IBC 2019 Reflections: Tata’s Brian Morris on giving valued exposure to lower-scale productions

Brian Morris, Tata Communications, vice president and general manager, global media & entertainment services

Sports that reside on the fringes of the production spectrum rarely get viewers from outside the venue. Nowadays, these niche sports can gain exposure and impact with viewers, via continuing efforts in remote home production.

At the SVG Europe Sport Production Summit in Amsterdam last month we sat down with Brian Morris, vice president and general manager of global media and entertainment services for Tata Communications, to discuss new trends in sports contribution and distribution as evidenced by the IBC show. We began by asking what’s new from Tata at the show?

Brian Morris: “The first thing is our low latency network. We have about the lowest latency network on the globe right now, and it’s interconnecting many sports properties around the world.

“We were doing maybe 500 events per year three years ago; now we’re doing just sub 6000 events a year right now. So it’s growing and it’s enhancing the capabilities of the sports industry.

“The other important thing we’re bringing along is remote production. We’ve got remote production instances in place throughout India, Europe and North America now.

“Some of the big ones we can point out are the Cricket World Cup that took place in the UK this summer, across about 40 days. All of that content was picked up in London and brought to Mumbai, and all the post production work was done in Mumbai.

“No people were sent to the events; all of it was done remotely. It helps efficiency, it helps cost and, believe it or not, it even helps quality.

“We’re doing the same thing with MotoGP: they’re bringing I would say 30-40% of the work that used to be done on the track back to their hub in Barcelona, over that same low latency network.

“You can look at ESL leagues in North America: we’re doing almost 1,000 events that really couldn’t be done cost-effectively in the past.
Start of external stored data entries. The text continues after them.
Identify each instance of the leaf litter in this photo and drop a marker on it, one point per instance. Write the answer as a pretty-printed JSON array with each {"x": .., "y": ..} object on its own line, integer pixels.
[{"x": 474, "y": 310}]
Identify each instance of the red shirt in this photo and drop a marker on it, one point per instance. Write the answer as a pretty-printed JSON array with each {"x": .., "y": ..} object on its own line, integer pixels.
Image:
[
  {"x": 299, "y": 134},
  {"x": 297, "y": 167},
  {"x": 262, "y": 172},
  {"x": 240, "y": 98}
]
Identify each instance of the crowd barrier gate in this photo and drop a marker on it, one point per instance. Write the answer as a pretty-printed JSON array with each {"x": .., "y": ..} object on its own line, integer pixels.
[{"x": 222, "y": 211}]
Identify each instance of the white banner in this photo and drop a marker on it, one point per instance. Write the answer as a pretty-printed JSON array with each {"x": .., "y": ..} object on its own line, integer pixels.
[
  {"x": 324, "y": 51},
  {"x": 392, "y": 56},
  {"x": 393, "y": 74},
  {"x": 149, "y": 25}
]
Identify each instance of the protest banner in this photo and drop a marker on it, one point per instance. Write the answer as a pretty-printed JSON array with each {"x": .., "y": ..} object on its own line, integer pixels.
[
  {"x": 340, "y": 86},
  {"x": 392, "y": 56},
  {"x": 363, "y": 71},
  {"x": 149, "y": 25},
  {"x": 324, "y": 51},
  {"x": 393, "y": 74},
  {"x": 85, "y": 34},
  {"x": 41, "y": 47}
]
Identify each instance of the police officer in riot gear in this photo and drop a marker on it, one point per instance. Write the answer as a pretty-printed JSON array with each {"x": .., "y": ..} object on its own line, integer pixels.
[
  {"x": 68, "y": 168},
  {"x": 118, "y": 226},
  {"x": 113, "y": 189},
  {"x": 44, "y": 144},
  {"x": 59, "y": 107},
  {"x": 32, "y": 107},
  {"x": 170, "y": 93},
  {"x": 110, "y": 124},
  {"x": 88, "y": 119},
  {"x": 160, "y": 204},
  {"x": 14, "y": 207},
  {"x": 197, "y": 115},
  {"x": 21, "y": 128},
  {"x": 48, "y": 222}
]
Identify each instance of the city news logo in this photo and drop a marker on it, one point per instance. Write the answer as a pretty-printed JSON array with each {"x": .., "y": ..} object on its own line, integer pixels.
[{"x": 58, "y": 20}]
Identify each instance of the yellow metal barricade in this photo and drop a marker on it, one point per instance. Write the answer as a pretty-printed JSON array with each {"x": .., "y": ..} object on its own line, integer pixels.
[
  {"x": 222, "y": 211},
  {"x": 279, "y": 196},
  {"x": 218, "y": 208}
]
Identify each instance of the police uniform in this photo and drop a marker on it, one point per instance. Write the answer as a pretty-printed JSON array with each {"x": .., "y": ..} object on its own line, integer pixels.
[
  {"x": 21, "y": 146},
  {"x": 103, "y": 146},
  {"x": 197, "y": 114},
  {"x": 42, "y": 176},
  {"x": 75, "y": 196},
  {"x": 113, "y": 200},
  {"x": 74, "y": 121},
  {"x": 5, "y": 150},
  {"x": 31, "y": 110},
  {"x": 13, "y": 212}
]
But with remote production the cost of actually creating that content comes down dramatically.

“The other thing that we’re also bringing in is production-type capabilities in the cloud – the ability to edit, create short vignettes, the ability to post content in a cloud-based environment from your hotel room or your office, or from anywhere.”

What about growth trends in live sports production, especially in Europe. What are you seeing in the marketplace at the moment?

“The thing I’d like to mention that is very different to two or three years ago is the ability to do remote production. This is helping the big guys bring their cost down.

“It’s also helping the people who couldn’t afford to do their content to be able to do it in a cost-effective manner and get that content out to viewers. We have multiple properties we’re working with right now where the business model in the past would not have been cost-effective.

“We’ve seen about 11x growth in our sports properties over the past three years. It’s growing quite dramatically. The ability to do remote production over low latency networks is actually helping to increase the size of the sports market.

“For us, IBC is an aggregation point. We get to see existing customers – I’d like to call them friends – and we get to see new customers. We have an environment where we can show our wares – what our networks do, low latency, OTT environments, and the remote production tools are high on the priority list this year,” said Morris.